Bibliographic Coupling
======================

.. contents::
   :local:
   :depth: 2
   
Bibliographic coupling can be a useful and computationally cheap way to explore the 
thematic topology of a large scientific literature.

`Bibliographic coupling <http://en.wikipedia.org/wiki/Bibliographic_coupling>`_ was first 
proposed as a method for detecting latent topical affinities among research publications
by Myer M. Kessler at MIT in 1958. In 1972, J.C. Donohue suggested that bibliographic 
coupling could be used to the map "research fronts" in science, and this method, along 
with co-citation analysis and other citation-based clustering techniques, became a core 
methodology of the science-mapping craze of the 1970s. Bibliographic coupling is still 
employed in the context of both information-retrieval and science-studies.

Two papers are bibliographically coupled if they both cite at least some of the same
papers. The core assumption of bibliographic coupling analysis is that if two papers
cite similar literatures, then they must be topically related in some way. That is, they
are more likely to be related to each other than to papers with which they share no cited
references.

.. image:: _static/images/bibliocoupling/citationnetworks.png
   :width: 600
   :align: center

This tutorial provides a walk-through for building bibliographic coupling networks from
Web of Science citation data. What we are aiming for is a graph model of our bibliographic
data that reveals thematically coherent and informative clusters of documents.
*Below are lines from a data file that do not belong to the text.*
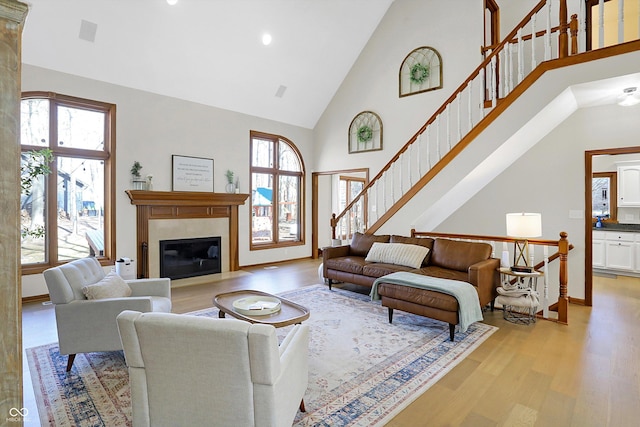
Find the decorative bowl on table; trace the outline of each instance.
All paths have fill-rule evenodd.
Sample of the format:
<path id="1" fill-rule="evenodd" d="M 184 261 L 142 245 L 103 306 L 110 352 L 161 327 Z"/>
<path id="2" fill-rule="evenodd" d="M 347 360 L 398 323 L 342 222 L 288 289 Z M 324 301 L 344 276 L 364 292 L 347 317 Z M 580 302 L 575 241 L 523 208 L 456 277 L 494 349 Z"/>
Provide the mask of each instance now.
<path id="1" fill-rule="evenodd" d="M 252 295 L 235 300 L 233 309 L 245 316 L 265 316 L 280 311 L 280 300 L 264 295 Z"/>

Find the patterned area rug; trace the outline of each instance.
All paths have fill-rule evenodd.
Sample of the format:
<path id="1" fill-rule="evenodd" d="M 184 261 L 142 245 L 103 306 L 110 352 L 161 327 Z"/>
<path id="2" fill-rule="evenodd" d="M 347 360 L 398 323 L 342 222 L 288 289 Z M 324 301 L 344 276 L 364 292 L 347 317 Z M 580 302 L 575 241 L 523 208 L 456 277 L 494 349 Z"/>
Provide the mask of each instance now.
<path id="1" fill-rule="evenodd" d="M 311 311 L 307 412 L 296 426 L 382 426 L 497 329 L 475 323 L 452 343 L 443 322 L 396 310 L 390 325 L 387 309 L 366 295 L 322 285 L 281 295 Z M 78 354 L 69 374 L 57 343 L 28 349 L 27 358 L 43 426 L 131 425 L 122 352 Z"/>

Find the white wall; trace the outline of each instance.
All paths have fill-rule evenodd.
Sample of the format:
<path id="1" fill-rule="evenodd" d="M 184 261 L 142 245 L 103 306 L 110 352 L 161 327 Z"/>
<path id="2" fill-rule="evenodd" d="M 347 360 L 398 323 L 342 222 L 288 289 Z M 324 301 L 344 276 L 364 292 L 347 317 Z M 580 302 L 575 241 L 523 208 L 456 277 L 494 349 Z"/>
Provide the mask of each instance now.
<path id="1" fill-rule="evenodd" d="M 134 160 L 142 174 L 152 174 L 154 190 L 171 190 L 171 155 L 214 159 L 214 190 L 224 192 L 224 173 L 240 179 L 240 191 L 249 192 L 249 131 L 287 137 L 300 150 L 307 170 L 310 194 L 313 134 L 309 129 L 260 119 L 202 104 L 89 80 L 30 65 L 22 68 L 23 91 L 50 91 L 116 104 L 116 257 L 134 258 L 136 211 L 124 193 L 130 187 Z M 311 255 L 311 197 L 306 200 L 304 246 L 249 251 L 249 201 L 239 209 L 240 265 L 263 264 Z M 46 294 L 41 275 L 25 276 L 23 296 Z"/>
<path id="2" fill-rule="evenodd" d="M 369 167 L 373 178 L 480 63 L 482 11 L 482 0 L 396 0 L 314 129 L 315 169 Z M 420 46 L 442 56 L 444 87 L 400 98 L 400 65 Z M 383 150 L 348 154 L 349 124 L 362 111 L 382 119 Z"/>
We will use
Tethne's :func:`.bibligraphic_coupling` method, along with Cytocape's MCODE clustering
plugin, to generate a visualization that looks something like this:

.. image:: _static/images/bibliographic_coupling.png
   :width: 600
   :align: center
   
In this example, each node represents a scientific paper, and each densely-connected 
colored group of nodes corresponds to a research theme or sub-field that holds those
papers together.

Getting Started
---------------

Before you begin, be sure to install the latest version of Tethne. Consult the
:ref:`installation` guide for details.

**If you run into problems**, don't panic. Tethne is under active development, and there
are certainly bugs to be found. Please report any problems, including errors in this
tutorial, via our `GitHub issue tracker 
<https://github.com/diging/tethne/issues?state=open>`_.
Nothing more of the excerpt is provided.